Hirschmann offers as damaging evidence an innocuous little letter Mozart wrote to his wife 44 days before his illness began, as documented in a 1999 biography.

“What do I smell? ….pork cutlets! Che Gusto (What a delicious taste). I eat to your health,” Mozart wrote.

“If his final illness was indeed trichinosis, whose incubation period is up to 55 days, Mozart may have unwittingly disclosed the precise cause of his death – those very pork chops,” Hirschmann said.

His eight-page report, based on an examination of medical literature, historical documents and Mozart biographies, is published in the today’s issue of Archives of Internal Medicine.

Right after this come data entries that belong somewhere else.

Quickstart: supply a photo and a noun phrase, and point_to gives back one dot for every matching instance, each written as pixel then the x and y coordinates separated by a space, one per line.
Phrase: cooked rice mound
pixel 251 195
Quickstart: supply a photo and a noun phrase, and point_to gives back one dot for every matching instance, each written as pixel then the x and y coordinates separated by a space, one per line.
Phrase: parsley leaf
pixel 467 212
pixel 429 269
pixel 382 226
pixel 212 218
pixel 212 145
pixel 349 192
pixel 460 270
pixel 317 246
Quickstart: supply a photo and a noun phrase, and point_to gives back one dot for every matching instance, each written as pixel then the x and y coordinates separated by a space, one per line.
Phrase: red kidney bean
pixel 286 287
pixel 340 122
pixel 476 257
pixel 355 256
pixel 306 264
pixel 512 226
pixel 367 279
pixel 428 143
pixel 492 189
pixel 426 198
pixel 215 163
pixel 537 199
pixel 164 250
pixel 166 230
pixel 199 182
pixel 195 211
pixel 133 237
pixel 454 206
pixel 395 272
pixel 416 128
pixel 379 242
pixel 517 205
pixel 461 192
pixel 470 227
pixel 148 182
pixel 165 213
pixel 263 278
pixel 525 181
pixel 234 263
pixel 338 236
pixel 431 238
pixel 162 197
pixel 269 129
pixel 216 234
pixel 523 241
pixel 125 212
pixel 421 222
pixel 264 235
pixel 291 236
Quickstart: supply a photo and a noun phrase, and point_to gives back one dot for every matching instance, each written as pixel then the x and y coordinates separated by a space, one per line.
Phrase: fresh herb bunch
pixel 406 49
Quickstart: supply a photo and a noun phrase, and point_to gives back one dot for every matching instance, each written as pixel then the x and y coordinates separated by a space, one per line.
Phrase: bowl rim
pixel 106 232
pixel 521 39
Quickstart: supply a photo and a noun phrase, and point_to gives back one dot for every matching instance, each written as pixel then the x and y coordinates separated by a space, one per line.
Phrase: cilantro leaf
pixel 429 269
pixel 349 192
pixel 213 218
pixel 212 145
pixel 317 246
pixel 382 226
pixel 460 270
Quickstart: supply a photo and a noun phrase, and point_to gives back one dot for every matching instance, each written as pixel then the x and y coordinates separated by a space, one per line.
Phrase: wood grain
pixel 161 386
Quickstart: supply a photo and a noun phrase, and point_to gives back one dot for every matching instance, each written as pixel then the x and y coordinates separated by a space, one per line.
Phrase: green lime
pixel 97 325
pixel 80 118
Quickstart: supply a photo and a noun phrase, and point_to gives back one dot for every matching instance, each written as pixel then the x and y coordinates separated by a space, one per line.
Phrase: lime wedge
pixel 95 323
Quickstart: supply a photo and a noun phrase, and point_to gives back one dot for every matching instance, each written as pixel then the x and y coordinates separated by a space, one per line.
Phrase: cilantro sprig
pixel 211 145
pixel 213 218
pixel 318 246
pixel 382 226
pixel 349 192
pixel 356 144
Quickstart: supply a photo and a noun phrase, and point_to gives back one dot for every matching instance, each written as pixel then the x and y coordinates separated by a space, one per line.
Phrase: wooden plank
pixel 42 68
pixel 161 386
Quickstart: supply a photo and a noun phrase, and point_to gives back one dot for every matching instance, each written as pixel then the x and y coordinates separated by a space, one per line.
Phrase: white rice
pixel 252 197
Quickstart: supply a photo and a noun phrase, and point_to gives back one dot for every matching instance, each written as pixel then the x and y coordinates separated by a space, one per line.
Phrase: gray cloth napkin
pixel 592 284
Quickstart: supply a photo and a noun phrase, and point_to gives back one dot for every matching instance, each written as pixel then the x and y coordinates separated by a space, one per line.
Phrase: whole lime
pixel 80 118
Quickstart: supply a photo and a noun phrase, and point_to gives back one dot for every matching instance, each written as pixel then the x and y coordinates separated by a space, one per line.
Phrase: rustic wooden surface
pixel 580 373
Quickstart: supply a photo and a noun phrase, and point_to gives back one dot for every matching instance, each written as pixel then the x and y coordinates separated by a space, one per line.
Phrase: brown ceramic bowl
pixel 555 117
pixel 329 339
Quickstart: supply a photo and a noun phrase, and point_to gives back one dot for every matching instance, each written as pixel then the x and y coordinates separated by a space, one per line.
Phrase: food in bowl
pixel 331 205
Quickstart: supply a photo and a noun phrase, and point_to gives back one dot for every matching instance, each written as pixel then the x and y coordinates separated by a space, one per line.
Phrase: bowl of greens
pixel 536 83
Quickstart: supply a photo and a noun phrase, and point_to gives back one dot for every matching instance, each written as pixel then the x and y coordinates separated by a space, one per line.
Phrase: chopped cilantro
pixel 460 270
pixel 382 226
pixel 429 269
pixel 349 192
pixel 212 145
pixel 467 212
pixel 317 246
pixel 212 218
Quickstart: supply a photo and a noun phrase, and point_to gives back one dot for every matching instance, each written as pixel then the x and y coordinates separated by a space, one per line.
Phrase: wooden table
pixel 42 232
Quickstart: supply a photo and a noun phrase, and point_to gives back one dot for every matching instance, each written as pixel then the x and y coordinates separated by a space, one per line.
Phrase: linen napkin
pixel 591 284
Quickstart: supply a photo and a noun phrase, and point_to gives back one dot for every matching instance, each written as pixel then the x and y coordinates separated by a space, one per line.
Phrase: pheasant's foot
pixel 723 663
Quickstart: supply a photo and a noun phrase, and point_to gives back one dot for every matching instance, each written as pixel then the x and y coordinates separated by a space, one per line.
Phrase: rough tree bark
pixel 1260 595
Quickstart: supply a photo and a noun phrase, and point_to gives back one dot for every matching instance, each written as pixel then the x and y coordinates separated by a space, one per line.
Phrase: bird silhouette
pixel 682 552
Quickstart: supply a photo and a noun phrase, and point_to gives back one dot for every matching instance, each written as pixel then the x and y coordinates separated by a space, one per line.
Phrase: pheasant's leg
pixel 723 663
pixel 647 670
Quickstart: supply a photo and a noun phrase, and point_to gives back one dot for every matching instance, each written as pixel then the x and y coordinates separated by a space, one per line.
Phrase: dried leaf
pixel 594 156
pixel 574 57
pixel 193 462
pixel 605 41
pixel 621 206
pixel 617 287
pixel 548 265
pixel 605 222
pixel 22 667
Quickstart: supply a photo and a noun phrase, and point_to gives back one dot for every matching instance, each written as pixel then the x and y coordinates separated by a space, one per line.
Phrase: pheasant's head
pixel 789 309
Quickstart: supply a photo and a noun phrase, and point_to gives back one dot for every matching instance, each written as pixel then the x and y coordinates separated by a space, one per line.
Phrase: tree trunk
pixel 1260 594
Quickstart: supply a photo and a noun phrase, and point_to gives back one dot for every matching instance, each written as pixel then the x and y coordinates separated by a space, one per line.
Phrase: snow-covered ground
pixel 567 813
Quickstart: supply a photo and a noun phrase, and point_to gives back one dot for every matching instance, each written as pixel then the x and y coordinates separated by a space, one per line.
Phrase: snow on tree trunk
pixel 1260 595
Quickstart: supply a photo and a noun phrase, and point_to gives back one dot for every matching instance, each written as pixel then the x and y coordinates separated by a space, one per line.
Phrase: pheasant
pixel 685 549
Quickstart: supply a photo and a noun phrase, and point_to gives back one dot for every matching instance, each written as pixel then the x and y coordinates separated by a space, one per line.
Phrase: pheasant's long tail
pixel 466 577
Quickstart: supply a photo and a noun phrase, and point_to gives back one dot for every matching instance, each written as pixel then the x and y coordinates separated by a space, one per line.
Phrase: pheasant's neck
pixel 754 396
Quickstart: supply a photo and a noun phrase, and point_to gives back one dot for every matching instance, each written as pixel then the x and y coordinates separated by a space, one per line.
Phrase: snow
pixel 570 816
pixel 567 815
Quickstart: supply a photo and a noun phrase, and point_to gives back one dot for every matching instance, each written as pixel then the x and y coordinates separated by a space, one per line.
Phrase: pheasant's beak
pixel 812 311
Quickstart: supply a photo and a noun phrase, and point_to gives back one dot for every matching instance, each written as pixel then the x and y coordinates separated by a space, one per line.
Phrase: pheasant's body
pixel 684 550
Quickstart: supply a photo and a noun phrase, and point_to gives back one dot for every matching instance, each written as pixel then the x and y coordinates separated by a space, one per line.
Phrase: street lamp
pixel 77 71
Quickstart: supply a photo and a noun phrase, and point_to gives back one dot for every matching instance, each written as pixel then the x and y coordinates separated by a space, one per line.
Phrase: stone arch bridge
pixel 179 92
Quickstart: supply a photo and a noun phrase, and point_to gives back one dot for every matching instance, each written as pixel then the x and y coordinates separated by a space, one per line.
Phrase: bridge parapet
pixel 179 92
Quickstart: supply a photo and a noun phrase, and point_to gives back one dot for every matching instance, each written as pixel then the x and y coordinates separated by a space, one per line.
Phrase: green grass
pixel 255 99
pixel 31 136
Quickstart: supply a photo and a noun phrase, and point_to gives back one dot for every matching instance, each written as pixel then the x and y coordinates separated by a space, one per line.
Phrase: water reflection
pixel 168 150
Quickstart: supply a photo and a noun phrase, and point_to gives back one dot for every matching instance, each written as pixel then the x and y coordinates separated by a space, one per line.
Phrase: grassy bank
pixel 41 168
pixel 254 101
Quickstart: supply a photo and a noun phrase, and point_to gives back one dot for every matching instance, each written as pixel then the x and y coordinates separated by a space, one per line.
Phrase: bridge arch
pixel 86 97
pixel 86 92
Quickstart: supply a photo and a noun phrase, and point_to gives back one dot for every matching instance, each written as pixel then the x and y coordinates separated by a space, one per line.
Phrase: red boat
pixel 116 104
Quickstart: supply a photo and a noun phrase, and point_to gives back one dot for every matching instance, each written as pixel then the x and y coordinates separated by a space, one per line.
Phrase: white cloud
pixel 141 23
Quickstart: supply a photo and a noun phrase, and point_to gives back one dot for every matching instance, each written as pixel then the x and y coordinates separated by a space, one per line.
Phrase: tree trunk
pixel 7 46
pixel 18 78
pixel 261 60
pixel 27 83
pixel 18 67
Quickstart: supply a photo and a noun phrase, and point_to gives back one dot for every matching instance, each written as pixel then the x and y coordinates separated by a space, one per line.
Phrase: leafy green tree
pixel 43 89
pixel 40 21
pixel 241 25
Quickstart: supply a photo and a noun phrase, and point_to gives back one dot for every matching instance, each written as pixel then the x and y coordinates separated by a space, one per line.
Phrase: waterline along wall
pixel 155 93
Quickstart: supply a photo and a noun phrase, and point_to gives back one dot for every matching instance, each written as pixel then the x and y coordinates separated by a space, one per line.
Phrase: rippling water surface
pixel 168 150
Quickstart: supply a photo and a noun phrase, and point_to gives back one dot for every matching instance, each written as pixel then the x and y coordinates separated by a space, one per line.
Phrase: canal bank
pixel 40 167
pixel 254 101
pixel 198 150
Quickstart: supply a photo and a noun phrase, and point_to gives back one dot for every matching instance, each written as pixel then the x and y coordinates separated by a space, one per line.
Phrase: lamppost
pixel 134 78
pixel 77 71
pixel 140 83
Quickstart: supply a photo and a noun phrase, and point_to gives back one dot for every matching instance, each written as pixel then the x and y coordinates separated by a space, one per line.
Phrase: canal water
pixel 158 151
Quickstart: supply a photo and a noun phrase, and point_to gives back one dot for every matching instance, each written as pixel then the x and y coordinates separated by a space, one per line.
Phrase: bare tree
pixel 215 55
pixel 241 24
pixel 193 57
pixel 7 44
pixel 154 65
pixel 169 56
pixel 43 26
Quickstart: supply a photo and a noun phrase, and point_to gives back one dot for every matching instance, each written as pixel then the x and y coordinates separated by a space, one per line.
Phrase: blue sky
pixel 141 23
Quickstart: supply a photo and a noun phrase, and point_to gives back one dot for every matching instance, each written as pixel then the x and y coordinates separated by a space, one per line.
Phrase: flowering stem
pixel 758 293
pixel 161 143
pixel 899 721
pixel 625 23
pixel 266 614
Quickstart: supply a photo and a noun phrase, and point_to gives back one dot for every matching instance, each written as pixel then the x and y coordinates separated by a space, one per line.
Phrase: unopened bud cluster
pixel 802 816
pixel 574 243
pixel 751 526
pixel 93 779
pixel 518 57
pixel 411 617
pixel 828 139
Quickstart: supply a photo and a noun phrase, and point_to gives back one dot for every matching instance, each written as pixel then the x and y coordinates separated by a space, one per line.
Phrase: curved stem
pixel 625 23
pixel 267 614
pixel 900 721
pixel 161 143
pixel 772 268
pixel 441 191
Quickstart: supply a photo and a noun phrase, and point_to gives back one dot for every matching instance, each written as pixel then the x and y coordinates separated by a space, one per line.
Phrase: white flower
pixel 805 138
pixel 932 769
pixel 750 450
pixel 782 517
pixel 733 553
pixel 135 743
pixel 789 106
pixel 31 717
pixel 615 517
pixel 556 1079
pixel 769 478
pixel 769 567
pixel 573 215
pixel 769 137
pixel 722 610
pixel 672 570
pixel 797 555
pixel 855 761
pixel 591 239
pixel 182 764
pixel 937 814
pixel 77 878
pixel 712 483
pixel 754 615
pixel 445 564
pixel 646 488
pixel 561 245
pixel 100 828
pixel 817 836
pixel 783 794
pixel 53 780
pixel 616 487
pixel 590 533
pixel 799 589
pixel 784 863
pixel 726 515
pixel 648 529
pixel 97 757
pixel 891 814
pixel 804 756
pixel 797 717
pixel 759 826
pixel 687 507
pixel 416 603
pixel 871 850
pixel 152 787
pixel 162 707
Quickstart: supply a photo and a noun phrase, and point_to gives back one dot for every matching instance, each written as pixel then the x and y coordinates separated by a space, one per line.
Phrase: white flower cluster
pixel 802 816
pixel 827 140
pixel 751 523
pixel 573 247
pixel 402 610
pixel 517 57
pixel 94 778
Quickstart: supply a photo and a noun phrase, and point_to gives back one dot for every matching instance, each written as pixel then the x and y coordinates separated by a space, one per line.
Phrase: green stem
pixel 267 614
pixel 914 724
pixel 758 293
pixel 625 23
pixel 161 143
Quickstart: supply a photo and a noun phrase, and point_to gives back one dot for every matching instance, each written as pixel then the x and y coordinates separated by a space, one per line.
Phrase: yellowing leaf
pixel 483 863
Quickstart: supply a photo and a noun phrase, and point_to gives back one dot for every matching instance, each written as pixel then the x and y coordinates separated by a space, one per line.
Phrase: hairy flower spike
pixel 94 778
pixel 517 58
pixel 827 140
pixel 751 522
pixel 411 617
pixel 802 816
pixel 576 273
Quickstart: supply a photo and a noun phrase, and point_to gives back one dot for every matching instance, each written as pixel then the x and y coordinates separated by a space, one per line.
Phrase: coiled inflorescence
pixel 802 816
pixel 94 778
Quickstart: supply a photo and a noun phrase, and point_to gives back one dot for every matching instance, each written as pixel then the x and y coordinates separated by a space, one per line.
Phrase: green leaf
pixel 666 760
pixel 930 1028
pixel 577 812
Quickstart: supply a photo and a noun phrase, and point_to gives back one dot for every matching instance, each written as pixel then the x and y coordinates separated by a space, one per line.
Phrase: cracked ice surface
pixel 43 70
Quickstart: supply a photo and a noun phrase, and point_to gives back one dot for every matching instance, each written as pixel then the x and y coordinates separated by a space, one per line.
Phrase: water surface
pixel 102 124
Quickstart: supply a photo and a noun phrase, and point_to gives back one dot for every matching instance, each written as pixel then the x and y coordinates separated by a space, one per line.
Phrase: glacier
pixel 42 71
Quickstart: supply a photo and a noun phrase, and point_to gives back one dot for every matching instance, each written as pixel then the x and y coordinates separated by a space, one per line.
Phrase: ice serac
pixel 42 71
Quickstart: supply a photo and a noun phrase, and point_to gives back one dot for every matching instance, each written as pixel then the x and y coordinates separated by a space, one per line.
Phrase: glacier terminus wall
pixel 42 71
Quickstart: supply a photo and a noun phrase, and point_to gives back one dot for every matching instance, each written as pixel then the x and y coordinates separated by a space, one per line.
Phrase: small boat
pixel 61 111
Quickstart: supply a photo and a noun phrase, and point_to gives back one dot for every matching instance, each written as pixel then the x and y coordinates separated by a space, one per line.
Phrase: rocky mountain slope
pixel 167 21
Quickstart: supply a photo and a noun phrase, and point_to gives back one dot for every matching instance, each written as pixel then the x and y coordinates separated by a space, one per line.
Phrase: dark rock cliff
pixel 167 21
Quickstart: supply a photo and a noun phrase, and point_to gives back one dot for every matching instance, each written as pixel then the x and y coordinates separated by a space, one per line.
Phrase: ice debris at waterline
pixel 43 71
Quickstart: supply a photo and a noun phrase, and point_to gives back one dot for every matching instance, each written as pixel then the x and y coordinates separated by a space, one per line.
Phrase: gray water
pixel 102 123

Mozart died 15 days after he became ill.

His doctors offered only a vague cause of death – “severe miliary fever” – and no autopsy was performed. His wife, Constanze, reportedly said after his death that Mozart thought he was being poisoned, and rumors circulated that his enemies, including rival composer Antonio Salieri, may have done him in.

Since then, medical theorists have largely discounted foul play.

Hirschmann , an infectious disease specialist, said Mozart’s symptoms did match those of an unspecified epidemic disease going around Vienna at the time. Trichinosis wasn’t identified until the 1800s, when there were several deadly outbreaks in Europe.

Drugs since have been developed that can kill the worms and treat the symptoms, and fatal cases now are rare.